Not two weeks later, on Feb. 14, the World Business Council for Sustainable Development convened in Geneva. The council, a membership organization of some 125 chief executive officers from Fortune 500 companies, has set itself the goal of showing that environmentally sustainable business is good business; that is, profitable business, with payoffs that show up on a bottom line.
The current project, to assess environmental impact at major mining sites, began in 1998 with a meeting of top mining company executives, who admitted their industry has a poor reputation regarding Indigenous people. So although this assessment may not be directly linked to the Fidelity demonstrations, still here was an acknowledgment that more and more financial powerhouses are facing the "problem" of Indigenous people.
But as with many problems, the worst thing about it could turn out to be the solution. For corporations are economic organizations. When they finally confront problems, they confront them as economic problems.
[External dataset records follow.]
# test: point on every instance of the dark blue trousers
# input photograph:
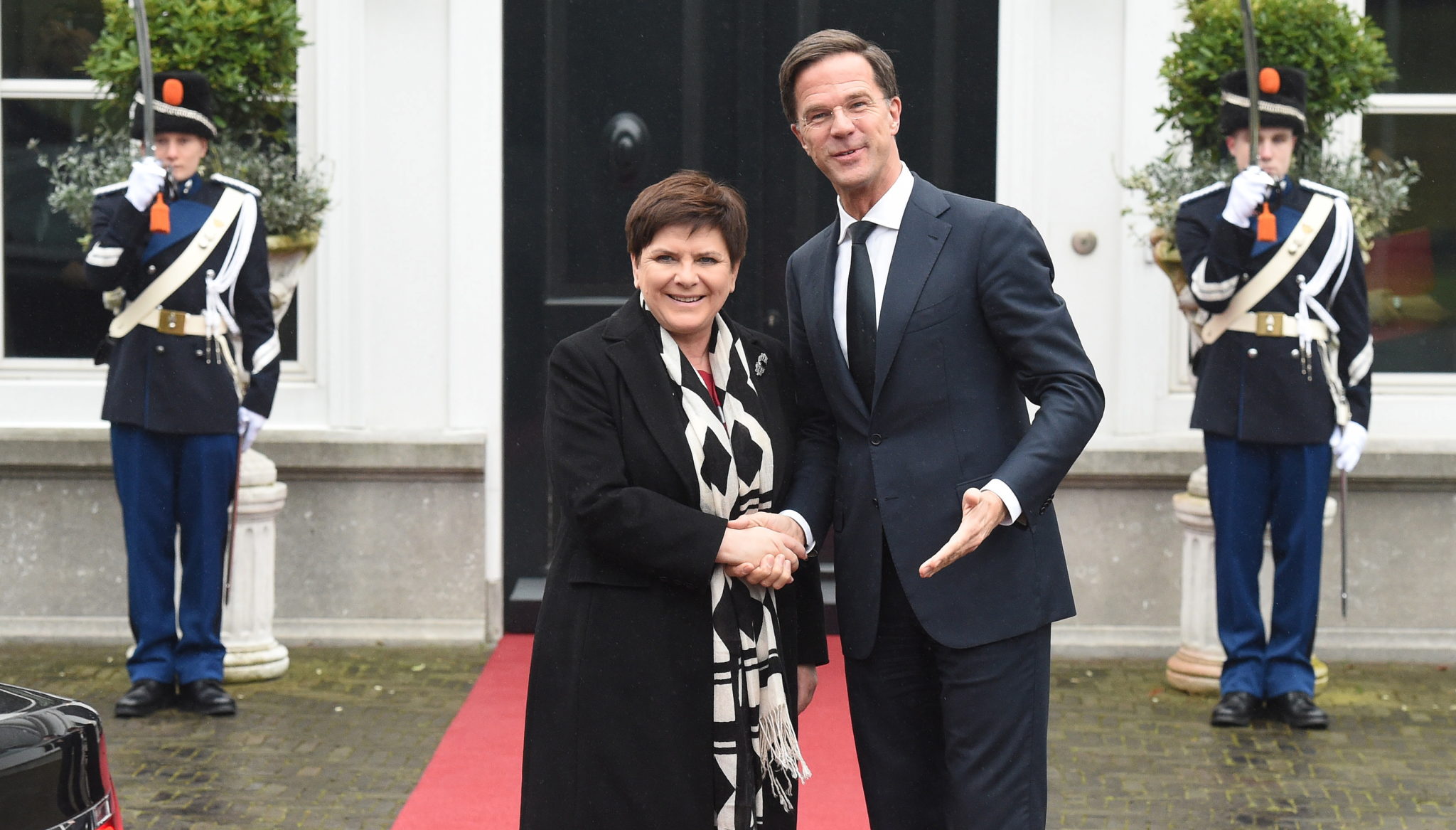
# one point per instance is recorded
(169, 481)
(1280, 486)
(950, 739)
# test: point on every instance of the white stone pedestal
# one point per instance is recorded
(1199, 661)
(252, 653)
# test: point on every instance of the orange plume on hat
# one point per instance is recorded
(172, 92)
(1268, 80)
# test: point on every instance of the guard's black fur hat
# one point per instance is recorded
(1282, 100)
(184, 104)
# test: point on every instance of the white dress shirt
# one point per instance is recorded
(887, 214)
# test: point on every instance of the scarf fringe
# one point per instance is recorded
(779, 752)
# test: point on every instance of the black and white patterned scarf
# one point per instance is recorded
(754, 746)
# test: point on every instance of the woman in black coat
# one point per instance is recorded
(673, 653)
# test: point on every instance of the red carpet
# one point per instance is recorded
(473, 781)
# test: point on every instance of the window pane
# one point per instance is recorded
(1413, 271)
(48, 309)
(48, 38)
(1418, 36)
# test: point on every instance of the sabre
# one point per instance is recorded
(1344, 573)
(1251, 72)
(161, 214)
(1267, 229)
(230, 543)
(149, 114)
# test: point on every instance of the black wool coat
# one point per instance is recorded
(619, 713)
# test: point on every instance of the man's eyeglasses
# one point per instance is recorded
(820, 119)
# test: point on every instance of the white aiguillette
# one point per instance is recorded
(183, 267)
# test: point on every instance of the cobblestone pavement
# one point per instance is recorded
(341, 740)
(337, 743)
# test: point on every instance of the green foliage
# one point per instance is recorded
(294, 198)
(1168, 178)
(293, 204)
(1378, 190)
(1344, 57)
(248, 50)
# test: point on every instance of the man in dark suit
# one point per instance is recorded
(921, 325)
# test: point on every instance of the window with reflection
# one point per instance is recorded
(48, 309)
(1413, 271)
(46, 104)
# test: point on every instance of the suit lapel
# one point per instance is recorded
(918, 247)
(819, 319)
(633, 346)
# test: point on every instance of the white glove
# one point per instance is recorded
(1349, 443)
(144, 182)
(1247, 193)
(248, 425)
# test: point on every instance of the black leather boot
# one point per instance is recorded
(1297, 710)
(207, 698)
(1235, 710)
(144, 698)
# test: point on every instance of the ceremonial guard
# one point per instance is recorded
(1283, 385)
(194, 367)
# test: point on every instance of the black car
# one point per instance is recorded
(53, 765)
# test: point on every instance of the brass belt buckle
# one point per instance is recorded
(172, 322)
(1268, 324)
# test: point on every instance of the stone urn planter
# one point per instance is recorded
(252, 651)
(286, 254)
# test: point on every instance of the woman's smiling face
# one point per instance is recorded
(685, 275)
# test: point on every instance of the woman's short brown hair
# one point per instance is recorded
(692, 198)
(825, 44)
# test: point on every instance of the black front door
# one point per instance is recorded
(603, 100)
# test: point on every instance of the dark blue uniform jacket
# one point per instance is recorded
(1256, 388)
(173, 383)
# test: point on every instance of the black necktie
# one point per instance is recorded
(860, 312)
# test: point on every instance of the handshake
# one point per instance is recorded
(764, 549)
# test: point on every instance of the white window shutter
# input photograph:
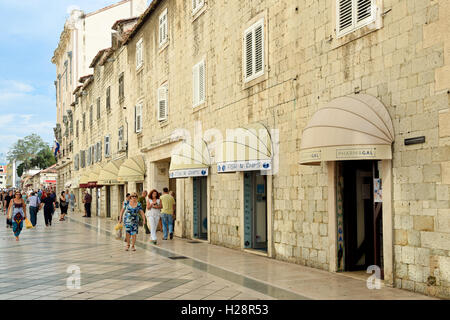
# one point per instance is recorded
(248, 54)
(139, 118)
(259, 49)
(195, 86)
(201, 82)
(162, 103)
(345, 15)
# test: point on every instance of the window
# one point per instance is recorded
(98, 108)
(93, 154)
(254, 51)
(353, 14)
(197, 5)
(91, 115)
(108, 99)
(139, 56)
(198, 84)
(163, 32)
(138, 118)
(163, 93)
(83, 158)
(121, 87)
(98, 150)
(120, 134)
(89, 157)
(107, 146)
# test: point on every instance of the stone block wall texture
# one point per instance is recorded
(403, 62)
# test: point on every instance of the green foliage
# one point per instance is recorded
(32, 152)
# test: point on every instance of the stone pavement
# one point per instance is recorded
(36, 268)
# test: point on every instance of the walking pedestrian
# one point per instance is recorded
(168, 205)
(132, 211)
(153, 213)
(174, 215)
(72, 200)
(143, 201)
(34, 203)
(64, 205)
(19, 213)
(49, 208)
(6, 203)
(87, 204)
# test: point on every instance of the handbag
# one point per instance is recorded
(28, 224)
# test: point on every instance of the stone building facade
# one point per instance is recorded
(84, 34)
(347, 97)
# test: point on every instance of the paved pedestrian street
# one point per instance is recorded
(38, 266)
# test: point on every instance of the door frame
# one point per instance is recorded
(269, 204)
(386, 176)
(208, 235)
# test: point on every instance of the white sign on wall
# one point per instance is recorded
(253, 165)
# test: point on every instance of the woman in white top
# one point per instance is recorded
(153, 213)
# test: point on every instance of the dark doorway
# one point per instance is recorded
(255, 211)
(200, 218)
(108, 201)
(361, 216)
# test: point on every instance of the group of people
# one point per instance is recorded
(14, 204)
(146, 210)
(149, 208)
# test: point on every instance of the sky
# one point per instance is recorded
(30, 31)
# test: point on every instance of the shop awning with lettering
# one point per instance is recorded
(109, 173)
(355, 127)
(245, 149)
(190, 160)
(132, 170)
(84, 180)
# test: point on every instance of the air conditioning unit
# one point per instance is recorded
(122, 145)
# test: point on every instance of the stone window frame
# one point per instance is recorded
(196, 85)
(264, 76)
(340, 40)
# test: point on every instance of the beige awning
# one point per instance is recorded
(84, 179)
(94, 173)
(108, 174)
(132, 170)
(245, 149)
(355, 127)
(190, 160)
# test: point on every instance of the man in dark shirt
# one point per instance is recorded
(87, 204)
(7, 200)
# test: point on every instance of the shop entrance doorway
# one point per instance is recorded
(97, 193)
(108, 201)
(359, 216)
(255, 211)
(200, 218)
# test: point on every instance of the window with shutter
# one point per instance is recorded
(107, 145)
(138, 118)
(197, 5)
(163, 102)
(163, 28)
(139, 54)
(254, 51)
(98, 108)
(108, 99)
(199, 85)
(353, 14)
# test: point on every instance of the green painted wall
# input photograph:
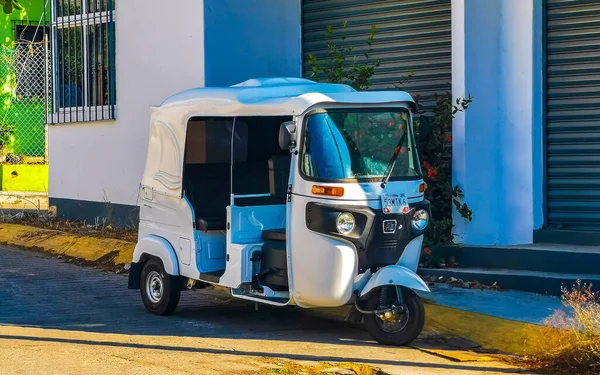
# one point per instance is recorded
(22, 177)
(26, 114)
(34, 9)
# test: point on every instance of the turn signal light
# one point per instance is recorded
(332, 191)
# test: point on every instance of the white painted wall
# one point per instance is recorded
(159, 51)
(496, 57)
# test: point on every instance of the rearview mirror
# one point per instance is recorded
(287, 135)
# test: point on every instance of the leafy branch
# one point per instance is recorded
(342, 64)
(9, 5)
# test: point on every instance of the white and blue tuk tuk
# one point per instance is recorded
(286, 192)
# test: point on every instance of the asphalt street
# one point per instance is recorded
(60, 318)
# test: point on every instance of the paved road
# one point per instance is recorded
(57, 317)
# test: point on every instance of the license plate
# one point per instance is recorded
(394, 203)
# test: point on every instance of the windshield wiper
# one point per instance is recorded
(392, 163)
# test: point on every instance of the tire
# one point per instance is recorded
(408, 331)
(167, 289)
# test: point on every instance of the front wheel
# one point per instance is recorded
(400, 326)
(160, 291)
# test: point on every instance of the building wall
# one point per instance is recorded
(33, 12)
(497, 143)
(252, 39)
(159, 51)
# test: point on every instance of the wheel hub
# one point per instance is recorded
(393, 320)
(154, 286)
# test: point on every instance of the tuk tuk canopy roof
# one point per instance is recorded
(255, 97)
(274, 97)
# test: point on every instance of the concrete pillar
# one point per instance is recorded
(497, 141)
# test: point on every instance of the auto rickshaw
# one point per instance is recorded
(286, 192)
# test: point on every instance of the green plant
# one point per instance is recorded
(342, 64)
(9, 5)
(435, 152)
(7, 130)
(570, 341)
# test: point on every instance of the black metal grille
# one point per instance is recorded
(83, 69)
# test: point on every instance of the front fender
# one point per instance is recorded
(160, 248)
(394, 275)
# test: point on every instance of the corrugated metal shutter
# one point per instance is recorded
(573, 114)
(412, 35)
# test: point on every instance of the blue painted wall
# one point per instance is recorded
(498, 160)
(251, 39)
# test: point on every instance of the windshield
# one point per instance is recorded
(358, 145)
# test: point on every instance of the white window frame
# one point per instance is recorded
(85, 113)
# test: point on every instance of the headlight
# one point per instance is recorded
(420, 220)
(345, 223)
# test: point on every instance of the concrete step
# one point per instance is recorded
(554, 258)
(549, 283)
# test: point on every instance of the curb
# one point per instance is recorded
(490, 332)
Economic solutions to the problems corporations cause Indigenous communities might be a kinder, gentler form of assimilation, but still would come at the price of our cultures.
An economist once spoke for his profession at a conference where the cultural values concept had been mentioned and said, by way of protest, "As soon as you bring in culture, we might as well break for pizza." Cultural values are too difficult to measure in terms of a dollar value, and so they disrupt the whole discipline of economics. Economic activity is seldom if ever evaluated as an investment in the intangible wealth of cultural values; and, cultural values are always reduced or excluded in economic planning.
The day is coming when economists may get to enjoy their pizza. The question is, how can we demonstrate that cultural values have economic value? For only then will Indigenous issues have a place at the corporate table when economic decisions are made. We must express our willingness to pay a price for future choices, whether it be preserving the environment for children, practicing our culture, or securing a homeland and legal title to traditional territory.
In economic terms this price is called option value. It is a concept corporations are loath to admit, because it undermines the corporate priority of limiting value to money-denominated returns on investment.
It is good news that an Indigenous Social Screen now exists. This is an economic tool that could be the key to translating our cultural values into an option value that economists can measure in economic terms ? the terms multinational corporations ultimately respond to.
Calvert Social Investment Fund, where I am a trustee, is a socially responsible fund in the United States, and the first to develop a set of policies on Indigenous peoples. We call this set of policies the Indigenous Social Screen. Through the Indigenous Social Screen, socially responsible investors can engage in direct advocacy for Indigenous peoples anywhere in the world.
We can do so by applying the Indigenous Social Screen to direct our investment dollars toward companies whose practices support Indigenous values, or withdrawing them from companies that violate and belittle those values. For the first time, the Indigenous Social Screen gives average investors a way to tell the difference.
Native peoples and tribes can also participate, either by applying the Indigenous Social Screen to the mutual funds that invest their pension plans or 401K/403B accounts at the office or to their own stock portfolios.
The Indigenous Social Screen provides credible, Internet-accessible evidence when a company is engaged in the violation of Indigenous rights. With $2.2 trillion in socially responsible investments on the line, we can directly impact how these companies respond to the needs of Indigenous peoples.
By expressing the value we place on our culture and the environment, we can force corporations that are clearly engaged in destructive behavior to express our option value ? the highest price we are willing to pay to preserve a future option ? as a cost they must be willing to bear if they want to do business. At that point, well want to make it clear that were defining their cost as our benefit: the benefit of avoided damages to our cultural values and our environment.